FERC official proposes interagency energy market task force

Feb. 18, 2002
Government agencies that oversee various aspects of US energy markets should consider forming an interagency task force to monitor new business trends in the oil, gas, and electric power markets, said Federal Energy Regulatory Commissioner Nora Brownell.

Government agencies that oversee various aspects of US energy markets should consider forming an interagency task force to monitor new business trends in the oil, gas, and electric power markets, said Federal Energy Regulatory Commissioner Nora Brownell.

"It would be helpful if there were quarterly meetings to look at the market," she said at a newsmaker breakfast Feb. 8 sponsored by the US Energy Association. "We need to see trends."

Members of the task force could include FERC, the Commodities and Exchange Commission, the Securities and Exchange Commission, the Department of Justice, the Federal Reserve, and others, Brownell suggested.

In the wake of Enron Corp.'s financial collapse, the Bush administration last month directed DOJ to start a criminal investigation of whether the company knowingly sought to defraud its investors by hiding important financial information it knew would hurt the company's stock price.

DOJ also oversees an interagency task force on Enron that coordinates efforts with SEC and the Department of Labor. Both agencies launched their own probes last winter (OGJ Online, Jan. 10, 2002). FERC and the Department of Energy also contribute but play a smaller role.

Meanwhile, nine congressional committees are in the middle of investigating the reasons for the giant energy marketer's collapse, and lobbyists expect to see legislation passed this year that expands disclosure requirements and places new controls on how companies can value long-term energy trades (OGJ Online, Feb. 7, 2002).

SEC is calling on accountants to reconfigure their own oversight boards as well.

However, administration officials and lawmakers from energy-producing states are warning Congress that it should study the facts further before making new laws.

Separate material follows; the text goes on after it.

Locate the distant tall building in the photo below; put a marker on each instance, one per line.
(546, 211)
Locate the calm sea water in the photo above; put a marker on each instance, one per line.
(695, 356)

There is already strong evidence to suggest Enron's problems likely came from dubious accounting practices, not restructured energy markets, White House officials have said.

Brownell reiterated recent comments by FERC chairman Pat Wood, who labels Enron's problems a "human tragedy." Nevertheless, another lesson from the Enron debacle is that regulators need to be more aware of emerging business trends, she said.

"There was a failure of the system to be on top of new business models," she said. "And the outcome has impacted companies with strong balance sheets. I'm a huge believer in transparency and more information."